Jacobs, su apellido de soltera, escribe que a medida que exploraban la pregunta de si debía seguir o cederle el puesto a su vicepresidenta, Kamala Harris, "cada uno de los miembros de su equipo insistieron en que debía presentarse", pese a sus ya evidentes problemas de salud, con lapsus constantes de memoria y un caminar más propio de un anciano que el de un presidente con la energía suficiente para soportar la carga física y emocional inherente al puesto. "Por el bien del país, sabía que prefería tener a Joe sirviendo un segundo mandato que no tenerlo", apuntó.

"¿Se había vuelto demasiado mayor para el trabajo y yo no me había dado cuenta?", se pregunta en pasaje de las memorias. "No lo creo, pero ¿podría ser lo suficientemente objetiva como para estar segura?". Al preguntarle si lo habría animado a presentarse a la reelección si pudiera retroceder en el tiempo, Jill respondió con una pregunta cargada de emoción: "¿Querría hacer pasar a Joe por el sufrimiento y el dolor que sentimos durante ese tiempo? Nunca".

Jill Biden logra con sus memorias alargar la imagen impecable que proyectó durante la presidencia y en la que no quiso nunca entrometerse en los asuntos capitales del gobierno de su marido. Ni siquiera cuestionó los informes sobre su salud, escribiendo que "siempre ha sido la naturaleza de nuestra relación mantener un velo de discreción en torno a la salud personal".

Curioso si se tiene en cuenta el estado del ex presidente en esos últimos meses de mandato o la muerte de Beau Biden por un tumor cerebral en 2015. Eso, además del largo historial de adicciones de otro de los miembros de la familia, Hunter, la oveja negra del clan, condenado por la compra de un arma mientras consumía drogas y por nueve delitos de evasión fiscal y a quien su padre tuvo que perdonar antes de abandonar la Casa Blanca.

Críticas

El libro ha generado reacciones y unas cuantas críticas, no solo de la bancada republicana, que era de esperar, sino de miembros del propio Partido Demócrata. Andrew Bates, que ejerció de portavoz adjunto del presidente Biden, indicó que el libro devuelve el recuerdo sobre un episodio oscuro en la historia del partido, sumido en una batalla crucial por recuperar el control de ambas cámaras del congreso en las elecciones de noviembre. "Teníamos el deber de ganar y no lo hicimos. No veo por qué había que volver a sacar a relucir ese tema tan doloroso para el partido ahora mismo", dijo Bates.
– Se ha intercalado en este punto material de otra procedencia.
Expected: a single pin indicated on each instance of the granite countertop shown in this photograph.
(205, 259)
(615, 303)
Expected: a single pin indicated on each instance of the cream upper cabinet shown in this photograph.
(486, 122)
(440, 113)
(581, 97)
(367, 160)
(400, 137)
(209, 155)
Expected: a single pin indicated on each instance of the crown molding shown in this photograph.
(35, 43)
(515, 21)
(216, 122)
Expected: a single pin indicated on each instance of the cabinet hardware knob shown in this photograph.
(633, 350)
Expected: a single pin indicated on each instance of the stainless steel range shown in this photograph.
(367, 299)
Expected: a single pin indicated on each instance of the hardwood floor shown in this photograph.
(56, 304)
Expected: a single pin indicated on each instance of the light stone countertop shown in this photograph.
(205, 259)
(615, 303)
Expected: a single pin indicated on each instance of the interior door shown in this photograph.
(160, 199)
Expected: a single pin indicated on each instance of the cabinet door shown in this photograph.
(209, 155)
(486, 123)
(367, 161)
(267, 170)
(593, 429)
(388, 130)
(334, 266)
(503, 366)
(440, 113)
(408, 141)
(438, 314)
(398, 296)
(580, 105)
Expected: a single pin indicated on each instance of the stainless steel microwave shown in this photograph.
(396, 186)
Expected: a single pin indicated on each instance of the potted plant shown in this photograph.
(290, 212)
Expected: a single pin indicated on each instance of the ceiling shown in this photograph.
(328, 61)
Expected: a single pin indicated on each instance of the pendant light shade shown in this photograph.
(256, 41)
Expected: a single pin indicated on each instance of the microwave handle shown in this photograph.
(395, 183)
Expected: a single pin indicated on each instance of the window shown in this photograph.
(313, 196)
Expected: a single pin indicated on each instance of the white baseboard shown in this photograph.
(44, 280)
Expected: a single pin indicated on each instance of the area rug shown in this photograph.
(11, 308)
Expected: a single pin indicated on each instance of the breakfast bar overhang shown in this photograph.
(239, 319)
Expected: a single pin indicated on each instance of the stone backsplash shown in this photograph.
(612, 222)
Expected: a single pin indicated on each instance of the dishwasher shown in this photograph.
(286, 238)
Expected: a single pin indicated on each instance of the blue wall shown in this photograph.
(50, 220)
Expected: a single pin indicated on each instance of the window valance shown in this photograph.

La ex primera dama no dudó en contestar ante un foro lleno a reventar en Washington como parte de su gira promocional de su obra. "Solo quiero decir que mi libro tiene un capítulo sobre las heridas políticas. Uno", indicó. "El resto contiene mis reflexiones sobre los cuatro años en la Casa Blanca. Hay muchos desafíos, sí. Pero déjame decirte, hay mucha alegría en él. Así que quiero decirle a Andrew: Llámame. Si alguien tiene algo que decir, que me lo diga a la cara", remató desafiante.

No faltan los dardos para Trump, empezando con el título del libro, que se refiere a la parte de la Casa Blanca donde tenía su despacho la primera dama y que ahora ha sido demolida para hacer frente a la obra faraónica que pretende acometer el presidente republicano, un salón de baile inmenso de 8.400 metros cuadrados que ha recibido un aluvión de críticas.

De él se acordó en su último día en la residencia presidencial, el día de la ceremonia inaugural del republicano. Aprovechó el frío gélido de esa mañana en Washington para escribir un mensaje en el vaho de la ventana. Solo ella sabe lo que dejó escrito. Discreta hasta en sus memorias.